The Ackland Film Forum will return to the Varsity Theatre for four weeks, presenting art films displaying different cultures.

The Ackland Art Museum’s Film Forum at the Varsity Theatre on Franklin Street kicked off last Thursday with “The Man Who Saved the World," a movie known as the Turkish "Star Wars." 

It's one of four films making up the series' Spring 2022 theme: global cult cinema.

Audiences will often seek out cult films because they have a dedicated fanbase, according to Film Forum Programmer for the Ackland  and Associate Professor of English and Comparative Literature Martin Johnson. 

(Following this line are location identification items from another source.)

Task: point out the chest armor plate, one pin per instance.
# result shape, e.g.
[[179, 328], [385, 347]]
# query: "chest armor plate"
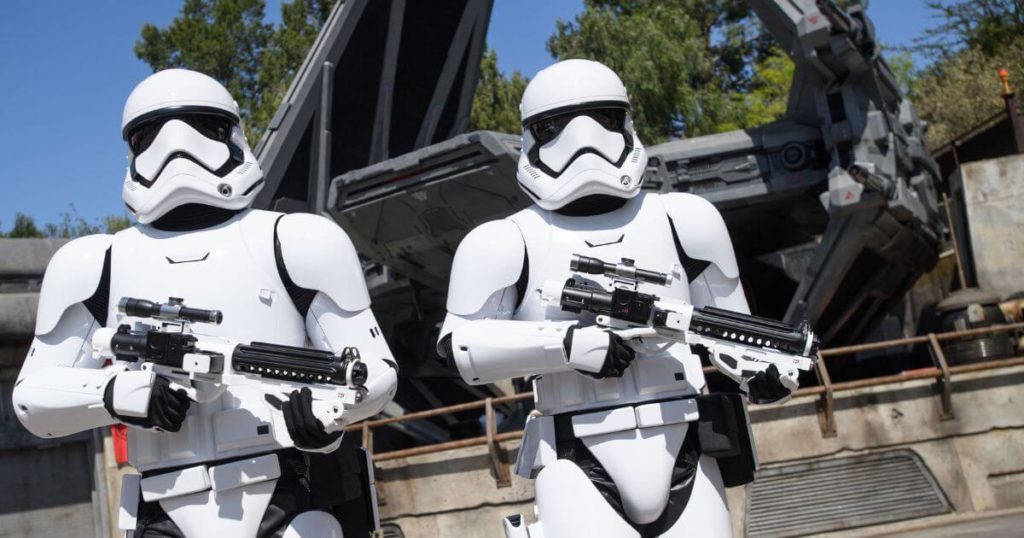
[[230, 267], [639, 231]]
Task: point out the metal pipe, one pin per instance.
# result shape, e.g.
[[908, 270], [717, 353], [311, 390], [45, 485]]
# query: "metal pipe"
[[850, 349], [452, 445], [924, 373], [952, 236]]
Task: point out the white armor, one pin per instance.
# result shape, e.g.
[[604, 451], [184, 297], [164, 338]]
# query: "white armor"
[[293, 280], [498, 327]]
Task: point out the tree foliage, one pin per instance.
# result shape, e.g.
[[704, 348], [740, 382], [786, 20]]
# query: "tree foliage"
[[972, 42], [496, 104], [691, 67], [71, 225], [965, 89], [229, 41], [983, 26]]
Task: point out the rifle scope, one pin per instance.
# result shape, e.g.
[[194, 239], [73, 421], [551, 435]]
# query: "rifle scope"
[[173, 311], [624, 270]]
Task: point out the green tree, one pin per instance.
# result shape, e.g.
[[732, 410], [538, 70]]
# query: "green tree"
[[230, 41], [657, 49], [222, 38], [985, 26], [71, 225], [768, 92], [964, 89], [496, 104], [691, 67], [25, 226], [301, 22]]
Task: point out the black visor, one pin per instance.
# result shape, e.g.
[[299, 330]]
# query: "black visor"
[[547, 127], [213, 125]]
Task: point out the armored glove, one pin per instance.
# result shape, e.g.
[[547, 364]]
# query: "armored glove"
[[767, 387], [306, 430], [597, 353], [142, 399]]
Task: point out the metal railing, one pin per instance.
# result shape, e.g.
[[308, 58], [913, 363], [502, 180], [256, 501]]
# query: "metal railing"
[[825, 391]]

“In many cases, the filmmakers were trying to make the film they wanted to make and it ended up finding an audience that was even more popular than they anticipated,” Johnson said.

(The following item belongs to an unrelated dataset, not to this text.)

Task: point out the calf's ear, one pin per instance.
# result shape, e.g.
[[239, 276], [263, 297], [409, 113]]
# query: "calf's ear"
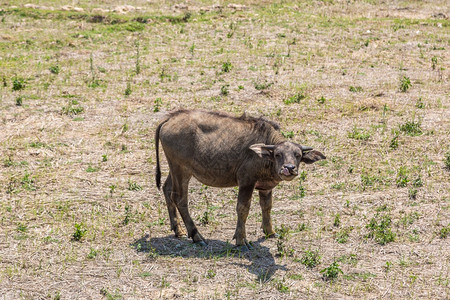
[[263, 150], [312, 156]]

The Film Forum was co-organized by the Ackland and UNC's Film Studies Program in the Department of English and Comparative Literature.

“As a non-movie buff, I quickly learned that ‘cult classics’ are beloved movies that have a real sense of fun and excitement for a group of people,” said Public Programs Coordinator for the Ackland Lindsey Hale. 

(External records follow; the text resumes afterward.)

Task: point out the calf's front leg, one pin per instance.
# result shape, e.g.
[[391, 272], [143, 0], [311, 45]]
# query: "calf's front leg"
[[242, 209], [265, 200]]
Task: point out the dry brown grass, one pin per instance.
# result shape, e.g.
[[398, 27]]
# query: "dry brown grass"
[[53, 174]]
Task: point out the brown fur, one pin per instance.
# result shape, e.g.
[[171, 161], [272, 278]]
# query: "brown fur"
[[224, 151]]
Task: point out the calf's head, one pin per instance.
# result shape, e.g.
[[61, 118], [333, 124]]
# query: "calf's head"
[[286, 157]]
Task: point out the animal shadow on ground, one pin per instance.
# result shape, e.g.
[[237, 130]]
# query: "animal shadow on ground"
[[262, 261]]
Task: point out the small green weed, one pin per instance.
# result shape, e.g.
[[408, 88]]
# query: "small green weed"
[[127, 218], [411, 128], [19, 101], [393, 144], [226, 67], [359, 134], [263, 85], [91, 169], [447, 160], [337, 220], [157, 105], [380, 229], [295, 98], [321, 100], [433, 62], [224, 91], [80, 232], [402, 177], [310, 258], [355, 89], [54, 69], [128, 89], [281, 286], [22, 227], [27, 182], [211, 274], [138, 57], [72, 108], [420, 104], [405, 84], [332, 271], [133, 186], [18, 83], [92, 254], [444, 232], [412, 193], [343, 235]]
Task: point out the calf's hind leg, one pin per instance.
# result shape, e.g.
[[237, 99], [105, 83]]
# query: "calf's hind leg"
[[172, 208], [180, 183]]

The Forum has taken many different forms over the years, Hale said, including virtual watch parties that the Ackland hosted on Amazon Prime and Zoom during the pandemic.

The series originally debuted in 2011. Past forums have focused on on American female directors, global queer cinema and American music. 

“(The Ackland) had this idea to show a film and instead of doing it inside the Ackland, the idea was to do it in a theater within the community,” said Varsity Theatre Owner Paul Shareshian.

The films also reflect what the Ackland is currently showing at the museum, Shareshian said.

This spring, the Forum works in conjunction with an installation in the Ackland’s second floor gallery that features displays of work used in University classes, Hale said. 

Visitors can find examples of posters from the Ackland collection on display for a Research Methods in Film Studies class that Johnson is currently teaching.  The class is a collaborative online international learning course with Iain Robert Smith, senior lecturer in film studies at King's College in London. 

Three more films are part of this spring's series: “The Big Boss,” “Tears of the Black Tiger” and “Om Shanti Om.” Each showing will be accompanied by a brief introduction from a local film buff, Hale said. 

“These films are all really fun to watch and as we are emerging out of the pandemic that’s what I really wanted to do with this series,” Johnson said. 

Screenings are free and open to the public, and will be held Thursdays for the next several weeks.